By Kevin Williams
SIGH, we probably all have this fantasy about stopping a roadside antique store in New England, find an old atlas with weathered, crinkly yellow pages, and then taking it home only to discover an original copy of the Declaration of Independence tucked away inside. Of course, reality is quite different. I've never bought anything from a sale or the Salvation Army that had any hidden treasures tucked away. But, my friend's father found something which is, to someone like me who studies Amish culture, a bit of a treasure. He found this carving of an Amish man riding a hay cart.
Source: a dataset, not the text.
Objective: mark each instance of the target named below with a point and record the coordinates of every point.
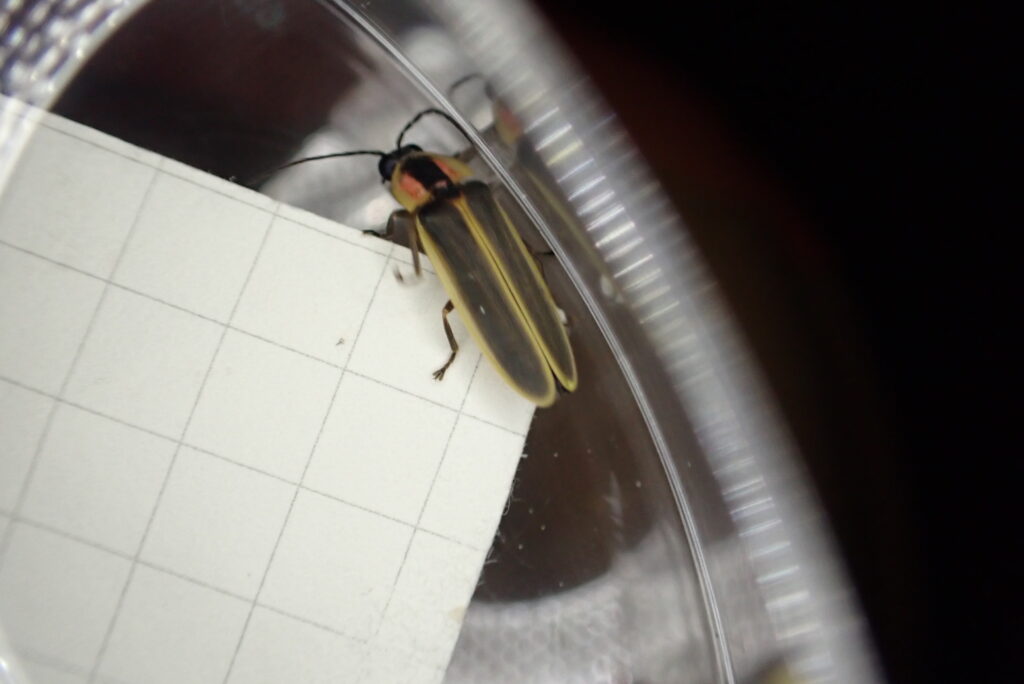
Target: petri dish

How cool is that? And how did it end up in a Goodwill in Middletown, Ohio? And get this: he purchased this beautiful replica/carving of a hay cart for $4.99. Talk about a steal! That is why ambling into some of those stores like Salvation Army and Goodwill can be so much fun.
The only clues are some writing on the bottom of the piece: Orleans, Indiana. 1998. The name Leffler is there, too. Man, this is a mystery. First of all, MOST Amish people wouldn't make something like this themselves. It smacks, in their mind, of self-worship. And the name Leffler is not one that I am familiar with as being Amish (again, I've said before, I don't know every single Amish surname, but this would be a rare one). On the other hand, Orleans, Indiana is near a very conservative settlement of Swartzentruber Amish. So, there you go. Those are your clues. 1998 it is not a terribly old piece, but old enough to be interesting. How did the piece get to Ohio? And who made it? I know we have a lot of Indiana readers, does anyone know?